Fri, 03 Mar 2006

The Regional Psychiatric Centre is laid out in a circle around a courtyard about a hundred feet across. In the middle of the courtyard stands what appears at first glance to be a piece of modern sculpture. Then you look again and realise it’s just a thick pole topped with about a hundred high-wattage lamps pointed every which way. I’m not sure if these lamps burn all night. It would be pretty damn bright. Probably they only turn them on during escape attempts.

Ernie and Chris and I were there to drop off a couple of printers and to get a tour of the institution. I guess I was hoping for something out of Silence of the Lambs – buzzing fluorescent lights, clanging doors, creepy lunatics muttering in their cells. But it felt more like a hospital. Except that every time we went through a door our host, Shawn, had to look up into a closed-circuit camera so that the guards could visually identify him and release the lock. Shawn told us that he was trying to minimise the number of doors we passed through on our tour. “The guards get mad when they have to open a lot of doors for no good reason.”
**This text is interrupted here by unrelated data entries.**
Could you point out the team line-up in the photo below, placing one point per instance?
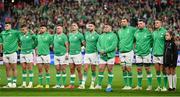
(67, 52)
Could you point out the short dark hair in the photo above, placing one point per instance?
(43, 25)
(22, 26)
(142, 20)
(91, 22)
(125, 18)
(8, 23)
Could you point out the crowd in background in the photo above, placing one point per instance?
(53, 12)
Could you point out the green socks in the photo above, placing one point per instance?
(93, 76)
(63, 78)
(165, 80)
(9, 80)
(149, 78)
(72, 79)
(100, 78)
(140, 79)
(158, 75)
(47, 78)
(40, 79)
(125, 76)
(24, 76)
(110, 78)
(58, 78)
(130, 79)
(84, 78)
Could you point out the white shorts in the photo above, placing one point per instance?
(60, 60)
(10, 58)
(76, 59)
(158, 59)
(91, 59)
(143, 59)
(110, 61)
(43, 59)
(127, 57)
(27, 58)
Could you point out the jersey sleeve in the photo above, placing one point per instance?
(65, 38)
(81, 37)
(99, 44)
(35, 42)
(113, 45)
(1, 40)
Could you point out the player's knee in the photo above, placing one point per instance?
(139, 69)
(148, 69)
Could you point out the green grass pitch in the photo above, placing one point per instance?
(117, 85)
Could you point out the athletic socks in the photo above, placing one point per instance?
(149, 78)
(165, 80)
(110, 78)
(84, 78)
(47, 78)
(158, 76)
(58, 78)
(31, 76)
(170, 81)
(63, 78)
(72, 79)
(93, 77)
(140, 76)
(24, 76)
(125, 76)
(40, 79)
(174, 78)
(130, 79)
(100, 78)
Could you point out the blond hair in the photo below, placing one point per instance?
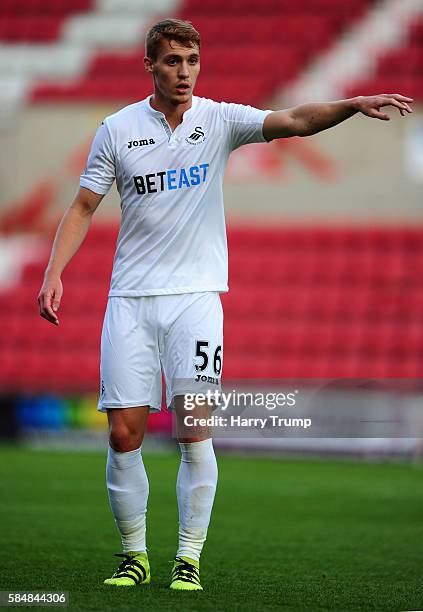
(183, 32)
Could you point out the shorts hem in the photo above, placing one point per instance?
(105, 407)
(170, 405)
(168, 291)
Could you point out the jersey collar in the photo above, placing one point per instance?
(152, 111)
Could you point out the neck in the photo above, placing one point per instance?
(172, 112)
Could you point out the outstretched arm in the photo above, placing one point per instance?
(69, 237)
(309, 119)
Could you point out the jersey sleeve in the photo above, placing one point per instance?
(243, 123)
(100, 171)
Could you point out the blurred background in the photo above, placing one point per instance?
(325, 233)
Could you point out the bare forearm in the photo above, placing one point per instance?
(315, 117)
(69, 236)
(308, 119)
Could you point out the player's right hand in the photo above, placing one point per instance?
(49, 299)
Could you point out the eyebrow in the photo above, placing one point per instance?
(177, 56)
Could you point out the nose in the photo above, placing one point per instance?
(183, 70)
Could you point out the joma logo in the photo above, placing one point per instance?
(140, 143)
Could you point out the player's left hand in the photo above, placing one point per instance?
(371, 105)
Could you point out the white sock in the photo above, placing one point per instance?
(195, 489)
(127, 486)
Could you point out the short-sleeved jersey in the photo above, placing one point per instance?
(172, 236)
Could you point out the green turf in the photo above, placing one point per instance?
(285, 535)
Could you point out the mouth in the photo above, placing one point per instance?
(182, 87)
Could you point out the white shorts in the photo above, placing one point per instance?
(179, 334)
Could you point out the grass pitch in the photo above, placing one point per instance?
(285, 535)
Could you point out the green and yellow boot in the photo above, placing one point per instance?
(186, 575)
(134, 570)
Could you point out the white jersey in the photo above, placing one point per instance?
(172, 237)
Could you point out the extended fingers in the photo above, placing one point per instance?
(401, 102)
(46, 311)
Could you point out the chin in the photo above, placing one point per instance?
(181, 98)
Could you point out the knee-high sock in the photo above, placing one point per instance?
(195, 489)
(127, 486)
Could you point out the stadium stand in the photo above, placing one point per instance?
(398, 69)
(252, 34)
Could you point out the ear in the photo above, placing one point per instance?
(148, 65)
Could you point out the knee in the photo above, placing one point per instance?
(124, 439)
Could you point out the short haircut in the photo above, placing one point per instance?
(182, 32)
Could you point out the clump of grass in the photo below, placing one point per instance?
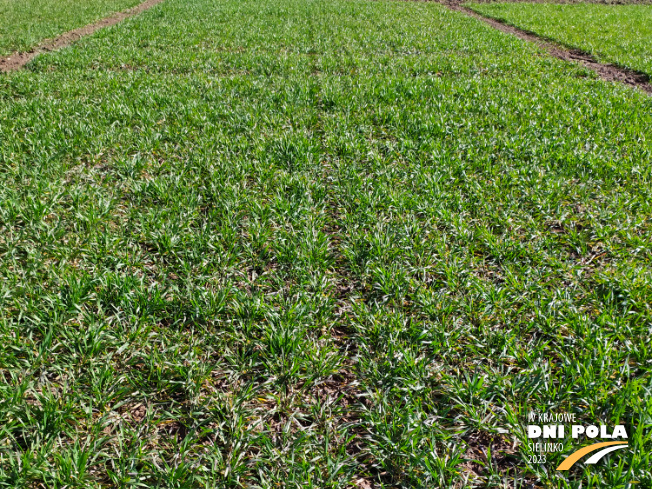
(317, 244)
(618, 34)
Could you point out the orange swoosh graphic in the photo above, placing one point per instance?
(575, 456)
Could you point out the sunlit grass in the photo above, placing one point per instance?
(305, 244)
(25, 23)
(619, 34)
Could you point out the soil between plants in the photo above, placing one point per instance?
(16, 61)
(605, 71)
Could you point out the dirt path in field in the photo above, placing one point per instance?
(605, 71)
(16, 61)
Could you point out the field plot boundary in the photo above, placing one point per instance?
(18, 60)
(605, 71)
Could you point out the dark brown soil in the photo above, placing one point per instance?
(16, 61)
(605, 71)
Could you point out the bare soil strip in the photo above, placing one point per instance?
(605, 71)
(16, 61)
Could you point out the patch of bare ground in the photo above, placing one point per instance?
(16, 61)
(605, 71)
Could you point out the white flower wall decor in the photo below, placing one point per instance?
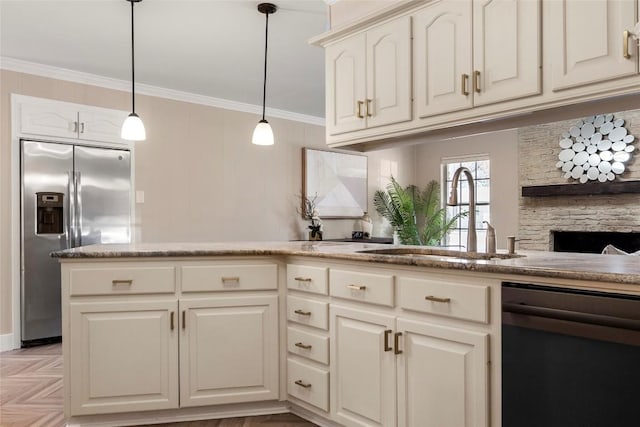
(595, 148)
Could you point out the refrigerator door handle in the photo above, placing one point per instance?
(78, 210)
(70, 226)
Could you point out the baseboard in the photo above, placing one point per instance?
(311, 416)
(179, 415)
(6, 342)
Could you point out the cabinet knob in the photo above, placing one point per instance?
(387, 333)
(437, 299)
(625, 44)
(302, 384)
(396, 343)
(359, 107)
(476, 81)
(465, 84)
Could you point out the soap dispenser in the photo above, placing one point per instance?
(491, 238)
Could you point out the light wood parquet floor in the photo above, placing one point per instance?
(31, 394)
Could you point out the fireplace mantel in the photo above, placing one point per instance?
(589, 188)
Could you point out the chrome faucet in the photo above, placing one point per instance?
(472, 245)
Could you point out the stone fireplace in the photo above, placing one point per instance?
(539, 217)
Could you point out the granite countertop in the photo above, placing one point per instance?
(592, 267)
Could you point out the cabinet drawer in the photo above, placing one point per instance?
(305, 344)
(307, 279)
(308, 383)
(308, 312)
(365, 287)
(229, 277)
(451, 299)
(125, 280)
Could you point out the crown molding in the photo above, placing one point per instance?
(20, 66)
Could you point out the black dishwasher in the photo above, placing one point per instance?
(570, 357)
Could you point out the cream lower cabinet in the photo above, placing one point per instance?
(124, 356)
(362, 368)
(228, 350)
(390, 370)
(442, 376)
(143, 336)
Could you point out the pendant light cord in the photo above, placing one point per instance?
(133, 66)
(264, 85)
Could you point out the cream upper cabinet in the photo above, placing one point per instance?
(125, 356)
(363, 368)
(506, 50)
(590, 44)
(442, 57)
(456, 69)
(442, 376)
(368, 78)
(66, 120)
(228, 350)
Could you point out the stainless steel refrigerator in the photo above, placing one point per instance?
(72, 196)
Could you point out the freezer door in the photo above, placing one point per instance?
(46, 168)
(103, 186)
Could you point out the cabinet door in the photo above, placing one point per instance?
(124, 356)
(346, 85)
(586, 38)
(228, 350)
(442, 376)
(506, 49)
(100, 124)
(362, 372)
(48, 118)
(389, 73)
(442, 55)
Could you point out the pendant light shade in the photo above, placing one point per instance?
(133, 128)
(263, 135)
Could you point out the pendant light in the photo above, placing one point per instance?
(133, 128)
(263, 135)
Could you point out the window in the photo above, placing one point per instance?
(479, 167)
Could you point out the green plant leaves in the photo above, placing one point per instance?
(415, 214)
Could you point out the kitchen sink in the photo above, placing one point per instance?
(439, 253)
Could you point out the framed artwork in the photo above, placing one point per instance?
(338, 181)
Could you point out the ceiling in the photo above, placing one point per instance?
(212, 48)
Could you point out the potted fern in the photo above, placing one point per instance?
(415, 214)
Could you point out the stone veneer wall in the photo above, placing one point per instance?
(538, 151)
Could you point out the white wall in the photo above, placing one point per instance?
(202, 178)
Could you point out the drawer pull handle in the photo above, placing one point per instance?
(625, 44)
(396, 343)
(436, 299)
(359, 113)
(465, 84)
(387, 347)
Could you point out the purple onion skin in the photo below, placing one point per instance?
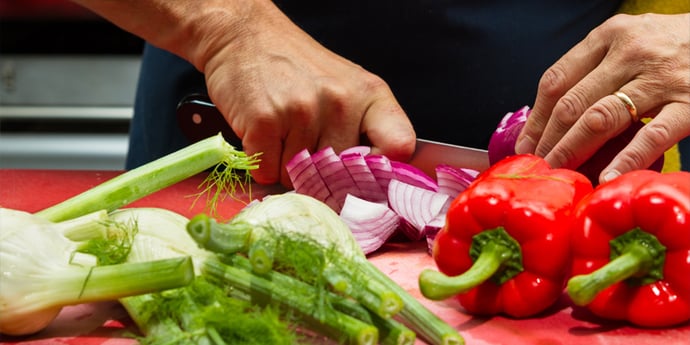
(502, 144)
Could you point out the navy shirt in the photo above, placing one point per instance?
(456, 67)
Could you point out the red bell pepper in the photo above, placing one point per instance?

We didn’t really spend much time in the areas where prisoners are kept. But the prisoners seemed to wander pretty freely, so we passed lots of them in the corridors. When we stopped to chat with one of the guards, Shawn told him, “These guys didn’t even notice when we passed our local celebrity.”

“You mean Crawford?” said the guard.

“Who’s Crawford?” I said.

John Crawford. Remember? He killed four or five prostitutes back in the nineties.”
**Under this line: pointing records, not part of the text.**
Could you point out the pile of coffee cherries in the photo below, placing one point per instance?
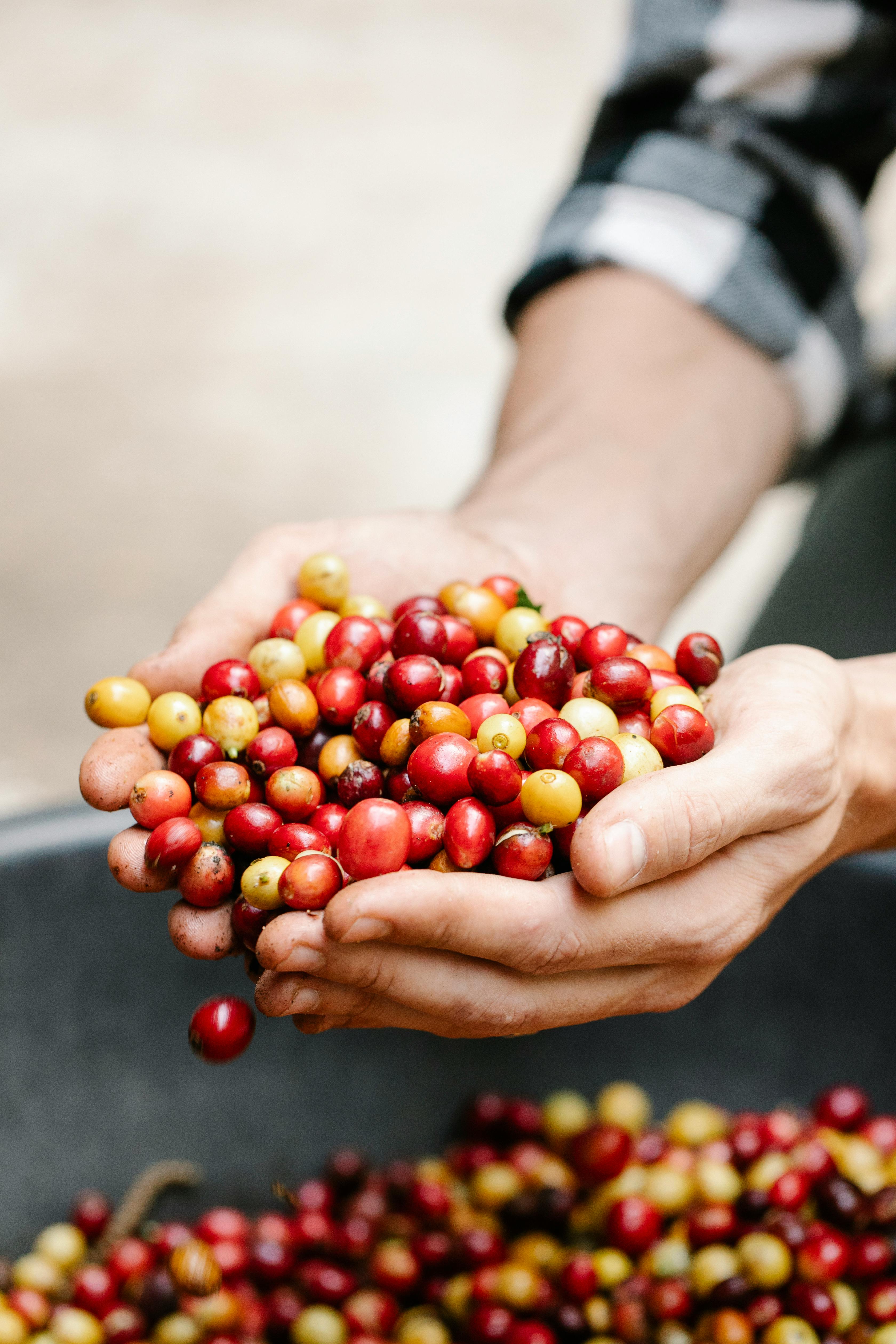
(555, 1223)
(464, 732)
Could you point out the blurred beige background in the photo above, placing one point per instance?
(252, 263)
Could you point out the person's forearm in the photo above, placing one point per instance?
(635, 437)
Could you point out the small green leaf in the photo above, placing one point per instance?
(525, 600)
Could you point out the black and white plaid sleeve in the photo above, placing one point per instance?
(731, 159)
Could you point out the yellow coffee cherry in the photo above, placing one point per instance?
(456, 1296)
(117, 702)
(359, 604)
(590, 718)
(515, 627)
(696, 1123)
(598, 1314)
(565, 1113)
(319, 1326)
(72, 1326)
(177, 1329)
(452, 592)
(612, 1267)
(502, 733)
(280, 661)
(258, 883)
(848, 1307)
(668, 1189)
(173, 717)
(713, 1265)
(765, 1171)
(324, 578)
(38, 1272)
(62, 1244)
(551, 798)
(13, 1327)
(211, 825)
(625, 1105)
(718, 1183)
(766, 1260)
(667, 1258)
(639, 756)
(674, 695)
(538, 1250)
(495, 1183)
(792, 1330)
(311, 639)
(483, 609)
(233, 722)
(335, 756)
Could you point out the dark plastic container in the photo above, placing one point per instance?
(97, 1080)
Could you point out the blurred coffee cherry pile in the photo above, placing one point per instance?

“Ah, they wouldn’t have even recognised him,” said the guard. “He gets fatter every year.” They snickered, like we were gossiping about some washed up ’80s rock star.

I asked Shawn if he’d ever had any trouble with prisoners, but he said there was nothing to worry about. He didn’t even notice when a guy nonchalantly followed us through a door that we’d just opened. A guard’s voice shouted through the intercom: “Staff only in this area!” “I think it’s staff only right now,” Shawn called after him as the prisoner walked briskly away down the empty corridor. But the guy just kept walking. Shawn shrugged. We didn’t hear any sirens, so I guess we didn’t allow any mass murderers to escape.
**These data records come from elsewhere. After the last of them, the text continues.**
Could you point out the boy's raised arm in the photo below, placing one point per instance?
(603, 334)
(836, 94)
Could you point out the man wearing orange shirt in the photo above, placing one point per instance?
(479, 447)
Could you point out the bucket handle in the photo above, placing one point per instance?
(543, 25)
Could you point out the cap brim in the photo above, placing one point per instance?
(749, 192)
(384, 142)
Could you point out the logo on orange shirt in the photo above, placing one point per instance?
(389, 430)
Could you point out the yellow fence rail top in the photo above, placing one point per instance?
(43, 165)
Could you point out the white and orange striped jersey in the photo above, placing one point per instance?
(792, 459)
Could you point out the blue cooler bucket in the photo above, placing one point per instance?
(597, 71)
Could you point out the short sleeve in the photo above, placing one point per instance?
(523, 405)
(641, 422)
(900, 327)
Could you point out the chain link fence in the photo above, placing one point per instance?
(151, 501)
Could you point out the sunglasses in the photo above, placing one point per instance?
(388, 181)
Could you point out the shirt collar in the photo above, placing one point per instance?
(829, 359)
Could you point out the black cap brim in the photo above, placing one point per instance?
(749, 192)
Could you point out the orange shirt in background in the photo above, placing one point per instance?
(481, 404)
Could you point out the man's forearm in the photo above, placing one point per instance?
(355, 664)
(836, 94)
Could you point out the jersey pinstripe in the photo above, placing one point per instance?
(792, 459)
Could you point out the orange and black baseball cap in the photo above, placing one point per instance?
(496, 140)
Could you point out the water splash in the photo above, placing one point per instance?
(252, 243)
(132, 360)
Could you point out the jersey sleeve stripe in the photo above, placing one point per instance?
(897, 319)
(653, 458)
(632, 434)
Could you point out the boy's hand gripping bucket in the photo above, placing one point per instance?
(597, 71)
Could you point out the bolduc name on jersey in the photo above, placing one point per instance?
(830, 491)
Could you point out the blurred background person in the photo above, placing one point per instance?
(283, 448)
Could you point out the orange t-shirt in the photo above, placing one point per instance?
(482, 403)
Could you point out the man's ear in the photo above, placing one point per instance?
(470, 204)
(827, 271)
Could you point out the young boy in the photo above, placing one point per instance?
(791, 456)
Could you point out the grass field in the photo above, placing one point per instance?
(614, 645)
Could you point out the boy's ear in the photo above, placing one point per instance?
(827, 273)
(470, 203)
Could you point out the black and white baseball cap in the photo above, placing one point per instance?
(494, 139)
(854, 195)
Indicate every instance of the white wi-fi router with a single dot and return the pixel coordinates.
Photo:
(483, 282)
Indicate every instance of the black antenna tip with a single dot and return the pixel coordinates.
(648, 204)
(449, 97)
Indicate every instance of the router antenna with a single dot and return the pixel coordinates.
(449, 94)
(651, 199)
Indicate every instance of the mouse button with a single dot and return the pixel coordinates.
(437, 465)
We stopped to talk to a very cute intern from the University of Alberta who was conducting a study on gang membership and recidivism. She told us about a study of sex offenders she’d recently participated in. “We put them into this little room, and they sit in this easy chair in front of a TV screen, and they strap on the apparatus,” she explained, somewhat vaguely. (To give you an idea of what she’s talking about, the “apparatus” is known as a “phallometric device”.) “Then we watch them through a two-way mirror so that we can make sure their eyes aren’t closed when they’re supposed to be watching the screen. Then we flash different images on the screen and the apparatus measures their level of arousal.” I wanted to ask more questions about this, but I thought it would make me seem pervy. What does a “phallometric device” look like? What kind of images do they flash on the screen? Porn? Violent porn? Child porn? If it’s illegal stuff, where do they find it? Is there some psych intern out there getting paid to cruise the internet for donkey sex videos?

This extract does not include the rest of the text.